Was he tired, having a bad shift, or just trying to provoke me? Is it a crime to drive a used Saab? Why ask about my cross-country craze yet stop me from sharing? I was unsettled by his unusual behavior. Stephen King’s “Desperation,” a novel about a possessed Nevada deputy abducting people, crossed my mind. What if this strange officer who has refused to say why he stopped me shoots me? What if he says I jumped out and pursued him to the back to attack him? Ee-wi ben akpanikọ isọk irung ajid? Who will tell the truth to my family and friends? With all the ibak-ibak stories of American police and Blacks, everyone was already upset by my love of night driving. My heart raced and my fingers shook, though I held on to the wheel. “Could you come to the back of the car for a sec?” he said when I asked again what the problem was. I wished I were in any one of the cars passing us. When he adjusted his belt, all I could see was his handgun. He excused himself, then yawned and stretched. “But what are you doing in Vegas?” he said, cutting into my attempt to let him know that long road trips were normal for me. On my way back to Michigan, I plan to go north to revisit picturesque Coeur d’Alene, Idaho, before hitting Fargo, North Dakota-” Look, I love to see this beautiful country. The scenery, the adrenaline, my car snapped out of cruise control. My best memory was the sudden twisty descent into Glenwood Canyon on I-70. I studied the desert skies.Īfter he returned my papers, I made to leave. I handed them to him, then he disappeared.
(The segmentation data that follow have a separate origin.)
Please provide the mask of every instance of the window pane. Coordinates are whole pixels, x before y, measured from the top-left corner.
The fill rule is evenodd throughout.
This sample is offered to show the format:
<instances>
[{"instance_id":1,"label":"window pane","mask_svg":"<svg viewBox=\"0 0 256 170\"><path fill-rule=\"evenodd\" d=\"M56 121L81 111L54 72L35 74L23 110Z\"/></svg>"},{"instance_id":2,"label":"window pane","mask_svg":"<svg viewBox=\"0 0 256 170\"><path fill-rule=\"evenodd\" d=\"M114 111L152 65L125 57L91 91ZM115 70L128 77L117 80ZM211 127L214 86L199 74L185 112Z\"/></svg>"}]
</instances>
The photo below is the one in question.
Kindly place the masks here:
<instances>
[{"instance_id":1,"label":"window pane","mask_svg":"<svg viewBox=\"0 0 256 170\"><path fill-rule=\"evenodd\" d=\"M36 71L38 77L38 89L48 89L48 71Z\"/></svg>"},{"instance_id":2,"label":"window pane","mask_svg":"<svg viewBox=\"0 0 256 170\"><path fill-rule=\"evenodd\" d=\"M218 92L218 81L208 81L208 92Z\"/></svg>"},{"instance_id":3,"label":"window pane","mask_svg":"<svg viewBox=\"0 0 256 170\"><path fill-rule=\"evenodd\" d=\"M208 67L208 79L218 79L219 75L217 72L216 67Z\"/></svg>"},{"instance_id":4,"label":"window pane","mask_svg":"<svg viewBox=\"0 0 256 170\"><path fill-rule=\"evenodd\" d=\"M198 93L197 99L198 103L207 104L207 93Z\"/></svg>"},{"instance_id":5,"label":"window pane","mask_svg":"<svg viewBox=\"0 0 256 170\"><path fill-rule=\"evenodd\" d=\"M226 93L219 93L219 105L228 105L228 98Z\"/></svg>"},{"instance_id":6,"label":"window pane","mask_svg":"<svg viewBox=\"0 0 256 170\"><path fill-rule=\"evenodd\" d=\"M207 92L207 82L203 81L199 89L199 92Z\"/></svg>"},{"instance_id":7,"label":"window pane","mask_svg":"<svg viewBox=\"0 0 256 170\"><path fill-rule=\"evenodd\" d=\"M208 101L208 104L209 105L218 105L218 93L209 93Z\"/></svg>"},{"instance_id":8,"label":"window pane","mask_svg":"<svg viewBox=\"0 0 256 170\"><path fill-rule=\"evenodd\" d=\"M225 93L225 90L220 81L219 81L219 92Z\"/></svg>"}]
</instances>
#REMEMBER THAT NIGHT WE WENT FOR A DRIVE LICENSE#
“Officer, don’t you want to see my license and registration?” I asked. I knew that he disliked my stupid facial movement, because his own face formed a scowl. Should I ask again why he’d stopped me? Or was it a mistake to have asked? My mouth became so dry that I kept sucking my cheeks as though to plumb them for saliva. When I said, “Officer, any problem?” he asked where I was going, his eyes searching my car. I scrambled to lower the window and greeted him. Worse, his eerie reflection made it seem as though he had two heads. It startled me, because I didn’t expect him there. The cop, a white man, appeared on the passenger side and knocked on the window. The wind was warm and dry, as if I were being sprayed with fine sand. Afraid, I rolled down my window, switched on the interior light, and sat like a stone. Yet the car pulled up behind me in some California or Nevada city whose name I no longer remember. Thinking that it must be chasing an emergency ahead, I moved over and slowed down. Suddenly, my rearview mirror sparkled with the flashers of a police car.

I was so thrilled that I considered cruising past my exit. As someone who loves to drive at night, I was quietly enjoying the hum of the engine against the steady purr of tires on the tarmac, and relishing the contrast with Michigan, where I’d been living, as well as with my home state of Akwa Ibom, in southern Nigeria. I was a fellow at the Black Mountain Institute, at the University of Nevada, Las Vegas. I was returning to Las Vegas in my silver Saab S.U.V., having taken a break from my writing to go for a drive. It was in the small hours of a morning in early 2011. The moon made I-15 look special as it cut through a ghostly desert and distant hills.